Le politologue/politiste : l’observateur du pouvoir

Le politologue (ou politiste) est celui qui étudie, analyse et explique le fonctionnement du pouvoir, de l’État et des institutions. Il est diplômé en science politique, une discipline dont l’objet principal est le pouvoir. Selon le Guide de méthodologie en science politique (de Deslandes Émond, Lalande-Bernatchez, Meilleur, Pronovost, 4e édition), cette science s’articule autour de quatre concepts majeurs : le politique, la politique, le pouvoir et les relations de pouvoir. Le politologue éclaire la lanterne des citoyens, analyse les faits politiques sans parti pris, et aide à comprendre les enjeux sociaux et institutionnels. Il ne cherche pas à conquérir le pouvoir, mais à le comprendre pour mieux en montrer les logiques. Le politologue est avant tout un analyste, il peut être un conseiller politique, un consultant, un fonctionnaire d’État ou des institutions privées et internationales. Le politologue parle le langage de la science. Il observe, analyse et explique le pouvoir sans en être acteur.

Ces trois figures sont différentes mais complémentaires :

– Le politicien conquiert et exerce le pouvoir

– Le juriste organise et encadre la loi

– Le politologue observe et analyse le pouvoir

Sans juriste, le pouvoir serait arbitraire. Sans politicien, la société serait sans direction.
Sans politologue, la politique serait incomprise et sans recul critique.

Défis et perspectives en science politique

Malgré la pertinence de la science politique, les diplômés de cette discipline font face à d’importantes difficultés d’insertion professionnelle en Guinée. Le manque de compréhension de leur rôle dans la société conduit souvent les offres d’emploi et les recruteurs à négliger leurs compétences, tant dans la société que dans l’administration (ministères, parlement, ambassades, institutions, collectivités) et parfois dans les ONG.

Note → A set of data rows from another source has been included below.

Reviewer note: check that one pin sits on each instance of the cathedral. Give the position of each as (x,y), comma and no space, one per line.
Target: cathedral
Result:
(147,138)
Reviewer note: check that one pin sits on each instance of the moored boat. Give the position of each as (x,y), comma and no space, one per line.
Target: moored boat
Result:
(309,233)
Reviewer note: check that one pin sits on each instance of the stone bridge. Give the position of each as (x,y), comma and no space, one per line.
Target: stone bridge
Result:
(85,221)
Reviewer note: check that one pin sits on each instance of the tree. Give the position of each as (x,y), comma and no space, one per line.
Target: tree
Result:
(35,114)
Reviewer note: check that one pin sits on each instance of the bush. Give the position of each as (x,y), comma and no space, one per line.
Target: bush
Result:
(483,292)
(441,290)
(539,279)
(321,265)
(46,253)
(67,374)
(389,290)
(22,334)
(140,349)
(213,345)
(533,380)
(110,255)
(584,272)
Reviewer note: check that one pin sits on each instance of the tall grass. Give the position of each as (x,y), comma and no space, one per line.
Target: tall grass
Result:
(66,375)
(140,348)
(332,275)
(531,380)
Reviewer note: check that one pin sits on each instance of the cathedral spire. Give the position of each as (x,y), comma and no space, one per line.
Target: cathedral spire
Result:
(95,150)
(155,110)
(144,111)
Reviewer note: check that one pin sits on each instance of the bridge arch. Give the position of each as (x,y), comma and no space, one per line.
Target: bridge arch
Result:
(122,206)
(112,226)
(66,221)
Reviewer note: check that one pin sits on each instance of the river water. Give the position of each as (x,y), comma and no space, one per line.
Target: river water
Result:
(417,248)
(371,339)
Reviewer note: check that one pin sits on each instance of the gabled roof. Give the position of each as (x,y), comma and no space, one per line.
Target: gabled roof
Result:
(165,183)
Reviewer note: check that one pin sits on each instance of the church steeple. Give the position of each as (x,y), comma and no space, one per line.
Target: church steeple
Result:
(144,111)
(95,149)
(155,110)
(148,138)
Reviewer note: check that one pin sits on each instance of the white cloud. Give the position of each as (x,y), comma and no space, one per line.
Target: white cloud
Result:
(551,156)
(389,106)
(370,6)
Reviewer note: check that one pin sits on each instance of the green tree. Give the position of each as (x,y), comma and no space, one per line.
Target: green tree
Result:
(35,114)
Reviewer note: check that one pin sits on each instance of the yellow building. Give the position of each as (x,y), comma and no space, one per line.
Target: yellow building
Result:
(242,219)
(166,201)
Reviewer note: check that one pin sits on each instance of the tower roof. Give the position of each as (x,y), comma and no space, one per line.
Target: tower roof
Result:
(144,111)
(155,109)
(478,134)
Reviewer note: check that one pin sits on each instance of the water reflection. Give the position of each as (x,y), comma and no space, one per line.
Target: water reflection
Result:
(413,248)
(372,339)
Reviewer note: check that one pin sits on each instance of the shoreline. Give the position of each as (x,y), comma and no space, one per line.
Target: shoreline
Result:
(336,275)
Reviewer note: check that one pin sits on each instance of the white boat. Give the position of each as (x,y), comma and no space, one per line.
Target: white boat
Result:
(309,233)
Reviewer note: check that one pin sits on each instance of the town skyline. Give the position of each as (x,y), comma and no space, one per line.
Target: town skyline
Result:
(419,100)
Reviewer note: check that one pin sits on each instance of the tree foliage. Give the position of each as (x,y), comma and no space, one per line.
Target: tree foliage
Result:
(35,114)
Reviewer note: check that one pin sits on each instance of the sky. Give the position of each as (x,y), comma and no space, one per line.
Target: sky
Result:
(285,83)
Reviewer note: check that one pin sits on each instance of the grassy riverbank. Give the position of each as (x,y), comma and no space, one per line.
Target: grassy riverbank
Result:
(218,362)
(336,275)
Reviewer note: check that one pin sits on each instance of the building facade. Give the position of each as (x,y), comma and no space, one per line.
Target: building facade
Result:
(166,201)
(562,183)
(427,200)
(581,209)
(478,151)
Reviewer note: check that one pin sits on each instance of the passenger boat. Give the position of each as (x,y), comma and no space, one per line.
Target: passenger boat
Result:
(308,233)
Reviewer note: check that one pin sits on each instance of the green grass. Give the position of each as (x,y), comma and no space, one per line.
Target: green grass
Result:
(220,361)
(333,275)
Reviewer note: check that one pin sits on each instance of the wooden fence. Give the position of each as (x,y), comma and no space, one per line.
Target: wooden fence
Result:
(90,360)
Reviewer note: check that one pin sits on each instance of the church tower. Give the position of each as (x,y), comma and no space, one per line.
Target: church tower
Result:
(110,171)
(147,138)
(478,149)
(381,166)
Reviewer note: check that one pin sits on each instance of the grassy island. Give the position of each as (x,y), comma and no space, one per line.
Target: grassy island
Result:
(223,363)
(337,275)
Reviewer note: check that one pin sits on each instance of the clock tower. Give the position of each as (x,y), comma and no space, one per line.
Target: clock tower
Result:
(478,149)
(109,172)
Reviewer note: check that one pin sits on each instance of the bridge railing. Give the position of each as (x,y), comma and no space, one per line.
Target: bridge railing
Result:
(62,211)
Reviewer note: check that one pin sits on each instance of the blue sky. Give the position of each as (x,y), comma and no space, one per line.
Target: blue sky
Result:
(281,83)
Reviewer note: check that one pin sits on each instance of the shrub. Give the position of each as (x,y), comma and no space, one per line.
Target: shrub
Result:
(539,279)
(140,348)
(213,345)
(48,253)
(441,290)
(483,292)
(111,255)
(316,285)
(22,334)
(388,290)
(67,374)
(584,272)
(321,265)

Il est regrettable de constater que de nombreuses institutions guinéennes nomment systématiquement des conseillers juridiques, tout en ignorant la nécessité des conseillers politiques. Or, ces derniers pourraient aider à comprendre, anticiper et orienter les décisions publiques.

Notre défi, en tant que diplômés en sciences politiques, est clair : mieux faire comprendre, connaître et apprécier notre discipline pour briser les stéréotypes qui la réduisent, plutôt que de se reconvertir dans un autre domaine.

Quant à l’État, il peut :

Soutenir les travaux de recherche en science politique, organiser des conférences et des médias spécialisés pour montrer l’utilité pratique des sciences politiques dans la société.

Créer des passerelles ou concours pour les diplômés en sciences politiques en vue d’intégrer les institutions publiques, ONG, médias ou entreprises, afin de démontrer l’impact concret de la discipline.

Valoriser les experts en invitant des politologues à conseiller l’État ou à intervenir dans les processus décisionnels afin de renforcer leur crédibilité et leur visibilité.

Permettez-moi de vous raconter cette anecdote : D’abord, mon défunt père voulait que j’étudie le droit pour devenir un jour juge. Lorsque j’ai obtenu mon bac en 2021 (promotion 9 %), je suis allé en ville acheter des fournitures pour mes jeunes frères et sœurs. Entre-temps, je croise mon proviseur de l’époque, M. Camara, surnommé « Américain » au GSP Fodé Seinkoun Sylla à Kindia. Il me félicita et me demanda où j’allais m’orienter. Je lui répondis : « À Sonfonia, au département de science politique. » Une maman à côté m’a alors regardé avec mépris, de haut en bas, comme pour dire : « C’est eux les futurs problèmes du pays ! ». Voilà une histoire parmi tant d’autres.

Ainsi, loin d’être « un futur problème du pays », l’étudiant en science politique est, au contraire, un acteur du changement, un observateur critique et un éclairage indispensable pour toute démocratie en construction.

Moïse Haba
Diplômé en science politique à l’UGLC/Sonfonia et activiste des droits humains.